Mi interés por Etiopía creció
exponencialmente tras la lectura de un libro de Javier Reverte, Dios, el diablo y la aventura, sobre el
jesuita español Pedro Páez, que viajó al país en el siglo XVII para convertir
al catolicismo a sus gentes asediadas por el poder turco.
Nació en Olmedo de la Cebolla,
hoy Olmeda de las Fuentes, cerca de Alcalá de Henares, en 1564. Se formó en
Belmonte y, posteriormente, se trasladó a Coimbra. Su destino estaba fuera de
la península y los jesuitas portugueses decidieron trasladarle a Goa, en la
India, donde tenían importantes establecimientos.

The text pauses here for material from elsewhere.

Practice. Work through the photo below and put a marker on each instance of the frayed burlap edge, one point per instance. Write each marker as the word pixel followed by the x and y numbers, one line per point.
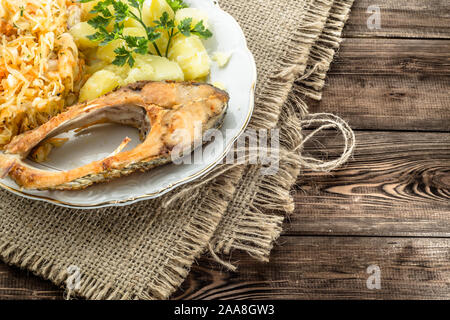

La situación de la Compañía de
Jesús en Etiopía era desesperada, con la necesidad urgente de trasladar nuevos
efectivos que reforzaran la actividad en la zona. Decidieron enviar a Antonio
de Monserrat, hombre ya muy curtido, y a un joven Pedro Páez que ya había
apuntado maneras. Su primer viaje desde la India terminó con su captura y
cautiverio durante varios años. Los turcos ejercían un férreo cerco en las
costas que impedía el acceso hacia Etiopía. Liberado, volvió a intentarlo años
después y con la experiencia de la anterior ocasión consiguió llegar a su
destino. Poco a poco se ganó la confianza del soberano y pudo acercarse a su
objetivo: la conversión de sus fieles.
Reverte destaca sus virtudes en
su libro:
Páez
atesoró en su carácter todas las virtudes de la orden: espiritualidad, valor,
disciplina, amor al viaje y la aventura, curiosidad científica, enormes dotes
intelectuales y pedagógicas, y férrea determinación por cumplir las tareas que
se había impuesto. Y añadió otras virtudes personales que muchos de sus
compañeros jesuitas no poseían: flexibilidad extrema, capacidad de convicción,
un sentido agudo de la diplomacia, curiosidad por cuanto veía a su alrededor,
enorme facilidad para las lenguas, fino sentido del humor, don de gentes y una
simpatía arrolladora. Ignacio de Loyola no hubiera pintado un retrato del
misionero ideal mejor que el de Pedro Páez”.